De “rite de passage”, il est encore question dans l’article signé Philippe Merlant et Olivier Nouaillas qui citent Fabrice Hervieu-Wane, auteur des “Nouveaux rites de passage” dans la Vie du 23 juin 2005 :

“Qu’avons-nous, nous adultes, à proposer aux jeunes à part de consommer jusqu’à la mort ?”,

demande avec une belle candeur ce monsieur à qui on pourrait répondre en lui retournant la question : Qu’avons-nous, nous adultes, à proposer aux jeunes à part de ne plus pouvoir consommer jusqu’à la mort parce qu’ils n’en ont plus les moyens ?
Jeunes, vous êtes fauchés ? C’est bien triste mais il vous reste quand même une richesse à donner : votre temps. Qu’à cela ne tienne, nos deux journalistes ont réponse à tout :

“l’exigence d’une solidarité basée sur le temps apparaît essentielle dans une société qui tend à marquer tous les échanges du seul sceau de l’argent. N’y aurait-il donc que l’impôt - donc encore un transfert monétaire - pour traduire la solidarité nationale ?”

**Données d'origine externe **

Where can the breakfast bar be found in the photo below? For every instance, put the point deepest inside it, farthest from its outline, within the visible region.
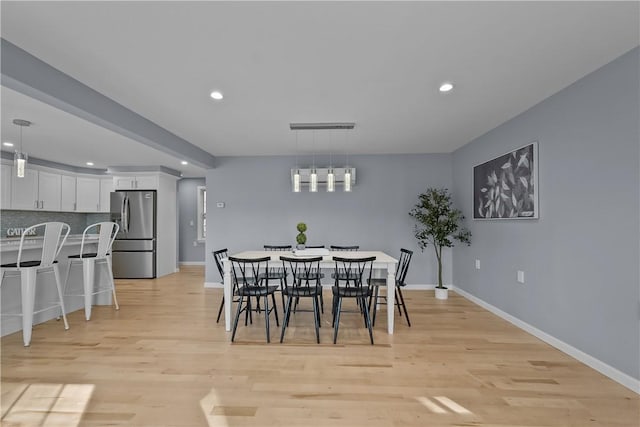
(11, 299)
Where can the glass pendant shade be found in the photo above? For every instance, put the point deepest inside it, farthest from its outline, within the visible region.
(347, 180)
(296, 181)
(331, 181)
(20, 162)
(313, 181)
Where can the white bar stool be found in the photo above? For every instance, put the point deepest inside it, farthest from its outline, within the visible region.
(28, 273)
(107, 234)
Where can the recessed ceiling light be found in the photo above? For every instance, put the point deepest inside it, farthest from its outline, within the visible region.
(446, 87)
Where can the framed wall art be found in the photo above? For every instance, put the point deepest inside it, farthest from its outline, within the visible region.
(507, 187)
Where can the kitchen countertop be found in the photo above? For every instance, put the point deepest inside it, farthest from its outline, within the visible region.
(8, 244)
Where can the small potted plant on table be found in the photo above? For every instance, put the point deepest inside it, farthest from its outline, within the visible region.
(301, 238)
(438, 224)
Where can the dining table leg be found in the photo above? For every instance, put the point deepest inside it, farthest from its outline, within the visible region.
(228, 297)
(391, 293)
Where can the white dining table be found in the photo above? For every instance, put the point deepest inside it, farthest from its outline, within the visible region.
(382, 262)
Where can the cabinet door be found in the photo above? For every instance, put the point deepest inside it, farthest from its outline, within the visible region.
(7, 171)
(68, 194)
(87, 194)
(24, 191)
(106, 187)
(49, 187)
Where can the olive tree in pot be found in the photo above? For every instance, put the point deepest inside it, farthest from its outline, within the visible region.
(438, 224)
(301, 238)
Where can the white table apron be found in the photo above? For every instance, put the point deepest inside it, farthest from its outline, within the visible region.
(383, 262)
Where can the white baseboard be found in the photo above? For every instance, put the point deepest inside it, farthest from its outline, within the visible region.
(628, 381)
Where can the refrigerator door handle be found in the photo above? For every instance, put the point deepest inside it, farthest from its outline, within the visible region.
(123, 214)
(128, 208)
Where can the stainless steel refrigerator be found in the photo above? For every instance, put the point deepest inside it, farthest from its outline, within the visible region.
(134, 249)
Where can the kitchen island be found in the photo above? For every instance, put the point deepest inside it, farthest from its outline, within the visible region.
(45, 290)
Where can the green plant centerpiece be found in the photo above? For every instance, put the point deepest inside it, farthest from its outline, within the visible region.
(301, 238)
(438, 224)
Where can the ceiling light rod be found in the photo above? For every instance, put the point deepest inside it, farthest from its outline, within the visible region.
(321, 126)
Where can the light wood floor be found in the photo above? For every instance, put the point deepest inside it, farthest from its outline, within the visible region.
(163, 361)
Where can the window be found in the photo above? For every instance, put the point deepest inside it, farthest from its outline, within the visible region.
(202, 213)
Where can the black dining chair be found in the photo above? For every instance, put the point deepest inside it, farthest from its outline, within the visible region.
(218, 256)
(357, 285)
(401, 274)
(247, 274)
(351, 248)
(276, 273)
(305, 284)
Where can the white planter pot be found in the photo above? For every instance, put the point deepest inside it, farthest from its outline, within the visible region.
(442, 293)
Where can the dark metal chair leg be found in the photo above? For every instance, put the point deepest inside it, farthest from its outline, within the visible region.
(337, 320)
(368, 323)
(285, 321)
(404, 307)
(235, 323)
(220, 310)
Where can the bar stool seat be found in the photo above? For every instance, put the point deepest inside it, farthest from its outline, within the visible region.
(107, 232)
(55, 235)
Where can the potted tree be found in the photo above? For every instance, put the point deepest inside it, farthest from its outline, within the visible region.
(301, 238)
(438, 224)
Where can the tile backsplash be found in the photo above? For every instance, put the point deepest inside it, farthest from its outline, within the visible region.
(10, 219)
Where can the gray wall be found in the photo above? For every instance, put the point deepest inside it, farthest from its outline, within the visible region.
(261, 208)
(581, 257)
(188, 213)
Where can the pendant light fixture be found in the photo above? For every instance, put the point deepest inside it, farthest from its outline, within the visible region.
(313, 177)
(331, 177)
(20, 157)
(296, 174)
(347, 169)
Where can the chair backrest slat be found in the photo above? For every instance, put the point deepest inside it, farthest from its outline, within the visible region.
(107, 232)
(355, 271)
(247, 271)
(218, 256)
(303, 270)
(55, 235)
(403, 265)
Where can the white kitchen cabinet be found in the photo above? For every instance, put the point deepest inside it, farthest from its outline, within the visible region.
(106, 187)
(87, 194)
(24, 191)
(49, 191)
(6, 171)
(136, 182)
(68, 194)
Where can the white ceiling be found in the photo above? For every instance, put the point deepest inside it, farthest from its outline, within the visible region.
(378, 64)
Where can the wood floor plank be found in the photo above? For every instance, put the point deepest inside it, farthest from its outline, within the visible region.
(162, 360)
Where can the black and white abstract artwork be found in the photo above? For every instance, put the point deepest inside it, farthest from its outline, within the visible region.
(507, 186)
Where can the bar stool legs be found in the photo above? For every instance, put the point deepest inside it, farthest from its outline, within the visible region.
(28, 288)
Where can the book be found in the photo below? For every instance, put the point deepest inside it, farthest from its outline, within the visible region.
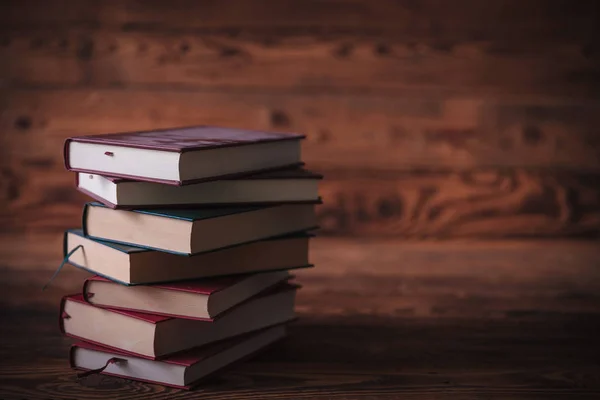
(191, 231)
(182, 155)
(275, 187)
(132, 265)
(154, 336)
(201, 299)
(182, 371)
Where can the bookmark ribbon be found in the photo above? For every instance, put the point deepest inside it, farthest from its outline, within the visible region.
(62, 264)
(113, 360)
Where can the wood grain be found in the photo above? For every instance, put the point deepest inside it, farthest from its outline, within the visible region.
(298, 62)
(501, 320)
(497, 19)
(392, 278)
(418, 205)
(406, 132)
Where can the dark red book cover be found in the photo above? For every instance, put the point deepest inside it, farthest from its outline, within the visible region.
(203, 287)
(150, 318)
(288, 173)
(186, 359)
(180, 140)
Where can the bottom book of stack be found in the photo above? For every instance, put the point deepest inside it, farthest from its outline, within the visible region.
(161, 334)
(182, 370)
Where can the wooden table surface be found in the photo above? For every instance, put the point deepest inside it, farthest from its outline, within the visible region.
(378, 320)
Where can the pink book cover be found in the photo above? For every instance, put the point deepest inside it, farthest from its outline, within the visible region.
(150, 318)
(205, 287)
(290, 173)
(186, 359)
(180, 140)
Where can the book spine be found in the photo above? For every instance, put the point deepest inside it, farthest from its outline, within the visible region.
(66, 153)
(84, 219)
(84, 291)
(65, 249)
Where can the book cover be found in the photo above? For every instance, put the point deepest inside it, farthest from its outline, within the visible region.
(193, 138)
(129, 249)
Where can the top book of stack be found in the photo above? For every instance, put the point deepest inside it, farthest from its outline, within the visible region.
(183, 156)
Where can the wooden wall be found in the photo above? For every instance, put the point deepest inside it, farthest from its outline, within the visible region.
(429, 118)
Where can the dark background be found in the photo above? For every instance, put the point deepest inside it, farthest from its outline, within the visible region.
(460, 146)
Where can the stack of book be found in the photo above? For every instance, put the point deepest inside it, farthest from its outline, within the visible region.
(191, 241)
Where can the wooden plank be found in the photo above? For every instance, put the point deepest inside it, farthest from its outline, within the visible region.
(498, 320)
(533, 19)
(418, 205)
(458, 359)
(405, 132)
(451, 279)
(298, 62)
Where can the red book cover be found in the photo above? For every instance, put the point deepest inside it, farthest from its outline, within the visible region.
(192, 138)
(181, 140)
(201, 287)
(149, 318)
(186, 359)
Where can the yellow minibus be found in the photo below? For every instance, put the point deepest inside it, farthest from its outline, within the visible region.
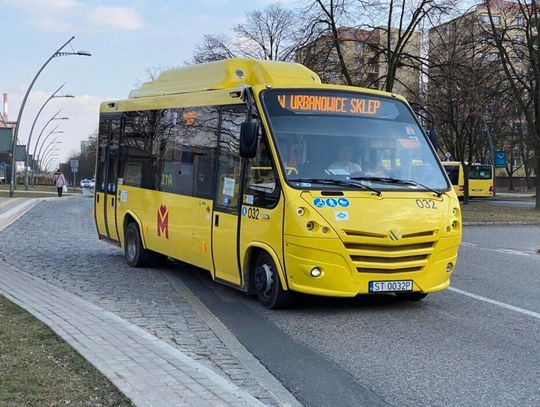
(480, 181)
(275, 183)
(454, 170)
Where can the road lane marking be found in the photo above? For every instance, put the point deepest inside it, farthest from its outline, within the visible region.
(469, 244)
(498, 303)
(500, 250)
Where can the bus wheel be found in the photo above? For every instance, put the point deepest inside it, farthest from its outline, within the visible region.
(267, 284)
(411, 296)
(136, 254)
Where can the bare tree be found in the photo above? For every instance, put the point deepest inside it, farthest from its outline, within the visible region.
(467, 93)
(514, 26)
(272, 33)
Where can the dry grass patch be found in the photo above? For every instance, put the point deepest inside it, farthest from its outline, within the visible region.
(37, 368)
(478, 211)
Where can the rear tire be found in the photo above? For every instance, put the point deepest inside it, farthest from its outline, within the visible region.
(411, 296)
(134, 251)
(267, 283)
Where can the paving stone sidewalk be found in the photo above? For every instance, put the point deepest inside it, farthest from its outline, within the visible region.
(147, 370)
(56, 242)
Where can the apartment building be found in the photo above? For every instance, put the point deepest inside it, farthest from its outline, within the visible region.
(364, 55)
(466, 77)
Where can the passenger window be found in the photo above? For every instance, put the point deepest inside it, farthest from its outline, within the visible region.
(229, 159)
(261, 186)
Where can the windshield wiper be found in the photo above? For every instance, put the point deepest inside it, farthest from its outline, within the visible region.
(343, 183)
(390, 180)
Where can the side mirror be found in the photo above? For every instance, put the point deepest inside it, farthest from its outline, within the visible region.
(249, 138)
(433, 137)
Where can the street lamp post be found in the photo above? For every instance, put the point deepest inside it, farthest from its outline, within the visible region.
(51, 159)
(44, 127)
(492, 150)
(50, 148)
(53, 96)
(49, 154)
(45, 140)
(57, 53)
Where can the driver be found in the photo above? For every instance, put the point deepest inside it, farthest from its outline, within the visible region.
(344, 163)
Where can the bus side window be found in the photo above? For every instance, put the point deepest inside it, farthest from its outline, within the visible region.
(261, 187)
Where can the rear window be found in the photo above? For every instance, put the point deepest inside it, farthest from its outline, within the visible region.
(480, 172)
(453, 173)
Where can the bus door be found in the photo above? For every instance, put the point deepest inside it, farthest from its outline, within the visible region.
(106, 178)
(226, 198)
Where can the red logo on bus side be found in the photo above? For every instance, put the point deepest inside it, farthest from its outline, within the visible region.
(163, 221)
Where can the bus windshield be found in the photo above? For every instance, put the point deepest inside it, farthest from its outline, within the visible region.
(480, 172)
(336, 137)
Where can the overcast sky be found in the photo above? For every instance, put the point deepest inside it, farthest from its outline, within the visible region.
(125, 39)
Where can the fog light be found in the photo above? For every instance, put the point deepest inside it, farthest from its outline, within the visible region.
(315, 272)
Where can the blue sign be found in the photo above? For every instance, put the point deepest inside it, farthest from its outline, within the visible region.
(500, 159)
(331, 202)
(343, 202)
(318, 202)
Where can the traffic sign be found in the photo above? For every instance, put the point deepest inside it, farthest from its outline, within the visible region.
(500, 159)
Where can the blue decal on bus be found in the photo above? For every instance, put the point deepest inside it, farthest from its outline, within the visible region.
(343, 202)
(318, 202)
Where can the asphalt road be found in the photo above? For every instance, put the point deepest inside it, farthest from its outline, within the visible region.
(476, 344)
(522, 203)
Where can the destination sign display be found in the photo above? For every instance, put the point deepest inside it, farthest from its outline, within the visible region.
(338, 103)
(332, 104)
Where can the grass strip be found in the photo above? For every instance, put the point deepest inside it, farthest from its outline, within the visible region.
(37, 368)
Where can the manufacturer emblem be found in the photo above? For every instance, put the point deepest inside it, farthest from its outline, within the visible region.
(163, 221)
(394, 235)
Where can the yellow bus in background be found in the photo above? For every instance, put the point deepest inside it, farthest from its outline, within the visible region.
(454, 170)
(275, 183)
(480, 181)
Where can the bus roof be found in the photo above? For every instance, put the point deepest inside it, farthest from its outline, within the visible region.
(229, 73)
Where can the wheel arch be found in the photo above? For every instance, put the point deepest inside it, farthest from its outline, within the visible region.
(250, 254)
(128, 218)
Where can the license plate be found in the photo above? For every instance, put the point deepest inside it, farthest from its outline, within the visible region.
(390, 286)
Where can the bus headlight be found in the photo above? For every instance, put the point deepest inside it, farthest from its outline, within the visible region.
(315, 272)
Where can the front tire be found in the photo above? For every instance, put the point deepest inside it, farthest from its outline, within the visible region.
(411, 296)
(136, 255)
(267, 283)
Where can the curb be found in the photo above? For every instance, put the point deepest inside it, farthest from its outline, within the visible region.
(12, 214)
(501, 223)
(250, 362)
(113, 361)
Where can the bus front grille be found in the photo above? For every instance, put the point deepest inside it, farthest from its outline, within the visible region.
(378, 253)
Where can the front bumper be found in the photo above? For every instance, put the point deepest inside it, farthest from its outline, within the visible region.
(341, 277)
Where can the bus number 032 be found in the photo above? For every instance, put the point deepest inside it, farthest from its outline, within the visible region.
(253, 213)
(426, 203)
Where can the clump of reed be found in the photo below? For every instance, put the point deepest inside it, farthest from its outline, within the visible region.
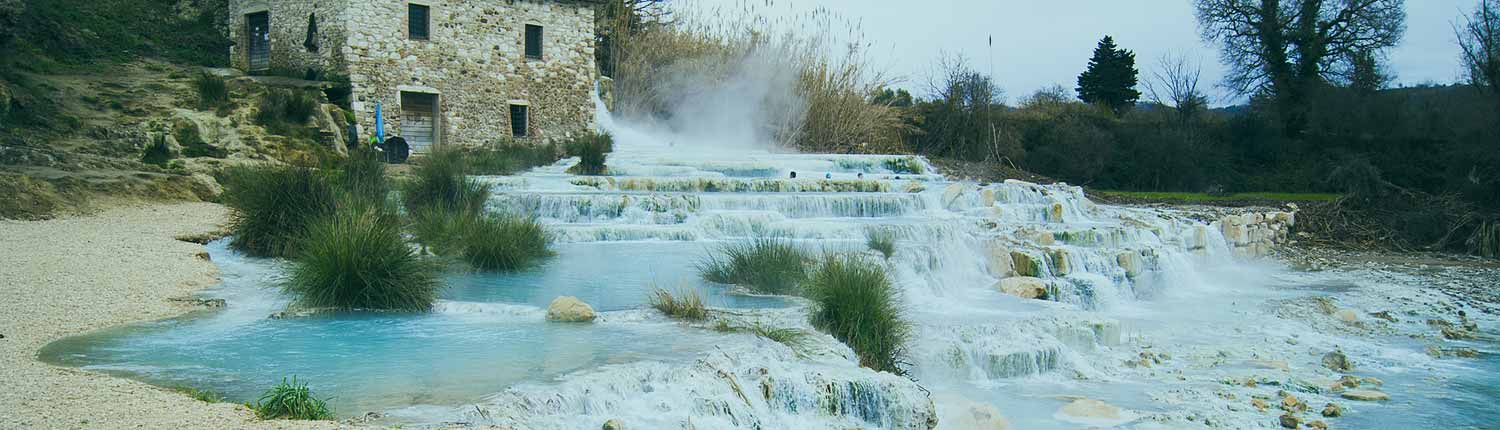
(509, 158)
(272, 206)
(684, 304)
(591, 150)
(765, 265)
(440, 182)
(356, 259)
(503, 241)
(882, 241)
(903, 165)
(857, 304)
(291, 400)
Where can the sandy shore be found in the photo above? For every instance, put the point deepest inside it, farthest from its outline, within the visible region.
(69, 276)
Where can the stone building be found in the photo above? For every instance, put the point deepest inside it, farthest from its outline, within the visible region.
(443, 71)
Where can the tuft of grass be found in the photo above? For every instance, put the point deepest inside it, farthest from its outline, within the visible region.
(212, 90)
(591, 150)
(903, 165)
(362, 176)
(441, 182)
(882, 241)
(684, 304)
(291, 400)
(765, 265)
(284, 111)
(857, 304)
(158, 152)
(510, 158)
(501, 241)
(272, 206)
(356, 258)
(200, 394)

Nous sommes ici dans un grand classique, les pauvres appelés au don, au dévouement et à la solidarité par des nantis qui affectent de dénoncer la société de consommation qu’ils gèrent et dont ils profitent chaque jour. Comme il a beau jeu, François Bayrou, de déclarer quelques lignes plus haut :
“Il est temps de redécouvrir que les liens qui nous unissent ne sont pas seulement des rapports de producteurs et de consommateurs.”

Que cela et bel et bien dit, sortons nos mouchoirs et admirons au passage comment la droite sait prôner comme seul modèle une société essentiellement marchande (pour perpétuer les intérêts de la classe dominante) tout en faisant mine de “redécouvrir que les liens qui nous unissent ne sont pas seulement des rapports de producteurs et de consommateurs” ! Qu’en pense Dominique Strauss-Kahn page suivante ? Il n’y va pas par quatre chemins :

“Si l’actuelle majorité veut un service civique, qu’elle permette à cette idée d’aboutir ! Si elle ne le fait pas, la gauche la mettra en œuvre, si les Français lui donnent le pouvoir en 2007...” Et d’enfoncer le clou un peu plus loin : “Pour le parti socialiste, cette cause est prioritaire.”

Opposants au service civique obligatoire, souvenons-nous en le moment venu, en 2007. Il sera toujours temps pour les politiques de se lamenter sur l’abstention.

Précision : ma première note consacrée à ce sujet date du 1er février 2006 et a pour titre : "service civique obligatoire : à qui profitent les émeutes ?"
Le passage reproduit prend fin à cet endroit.